If the only time your lachrymal glands come into play is when the friend of the hero, and not the hero or heroine, gets teary, you know there’s something not quite right about the love story.

Directed by Aanand L. Rai, the guy who opened his innings by copying Hitchcock’s Strangers on a Train and was lazy enough to call it Strangers, Tanu Weds Manu yo-yos between Kanpur, Lucknow and Punjab for two hours but struggles to cover the distance between the two hearts in the middle.

Tailored on the lines of Imtiaz Ali’s underrated gem Socha Na Tha, Tanu Weds Manu is about how the arranged marriage between Tanu and Manu goes awry but they end up together out of love. Obviously, that’s no spoiler as the all-knowing title would tell you.
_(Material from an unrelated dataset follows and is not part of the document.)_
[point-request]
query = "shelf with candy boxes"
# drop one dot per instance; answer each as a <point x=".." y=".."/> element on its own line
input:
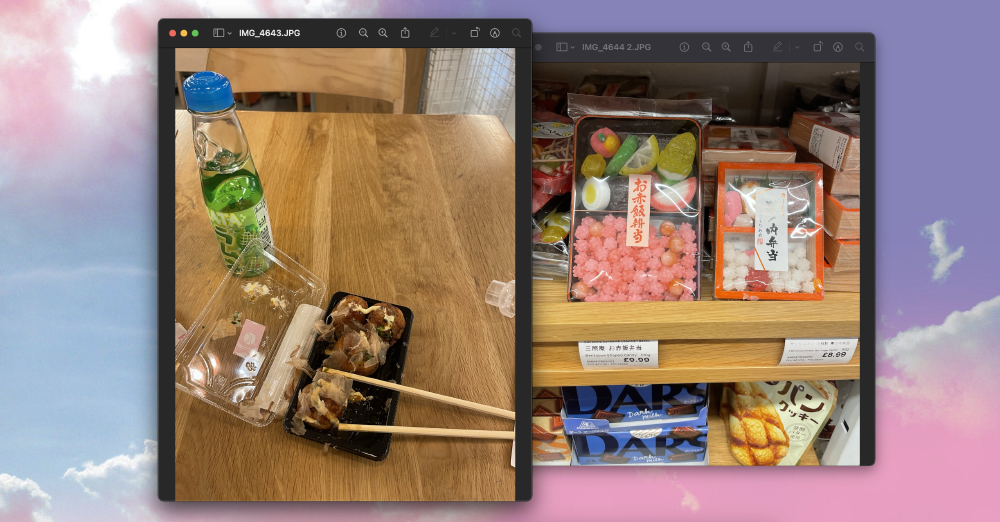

But Tanu Weds Manu may jolly well spoil your afternoon, evening or night if you choose to invite yourself to this wedding. You should have an idea early on, when Manu (Madhavan) confesses to a sleeping Tanu (Kangana) that just like her, he too has a Che Guevera photo in his room.

When she does wake up, Madam Che rebels! By not marrying him. She’s got a cigarette on her lips, vodka in her breath and an Awasthi tattoo near her dil. That’s Raja Awasthi (Jimmy Sheirgill) a gunda with a heart of gold. So, our London-returned pacemaker-engineer-doctor, Sant Manu Sharma naturally gravitates towards an uneasy triangle.

Jab se Aditya and Geet met on the Punjab Mail, it’s become ‘cool’ for the Bollywood boy and girl to end every sentence with ‘yaar’ and ‘boss’ and ‘darling’. But with familiarity has come nonchalance. Tanu and Manu have that happy feel-good tu-tu-main-main going but there’s not an iota of passion in their romance. You know, they are like... just ainwayee!

And the problem is not just with the writing (Himanshu Sharma), which clumsily puts together clunky scenes — and unashamedly resorts to old Hindi film songs — to ramble towards a preconceived end.

The casting of the lead pair is a catastrophe. Madhavan with three chins to show for his Bolly hibernation has played this role of the so-good-it’s-boring man-in-love so many times that he could have played Manu blindfolded. You secretly root for the impossible — Jimmy (charmingly good in an extended cameo) to get the girl.

But then again, you look at, rather hear, the girl and you feel Tanu ke liye Manu hi thik hai. Kangana, who has made a Bolly career out of frizzy hair, bare legs and drunken rants, reminds you of Upasna Singh in this film. Upasna who? Remember Johnny Lever’s wife in Judaai who only went “abba dabba jabba”? Well, Kangana does that here, scene after scene, till there’s no hair left on your head. A Kareena Kapoor or Anushka Sharma could so easily have given Tanu Weds Manu a head start.

The only reason to watch this film, if you want to play the Che this World Cup week, is Deepak Dobriyal. The same guy who played Langda Tyagi’s friend Rajjo in Omkara. He is terrific as the friend of the hero, Pappi — “Naam ‘leke’ bataye ki ‘deke’?

Talking of Pappi, Mika is around as well but he only Jugnu-s into action when the end credits roll. By then the game’s lost. Despite ManU.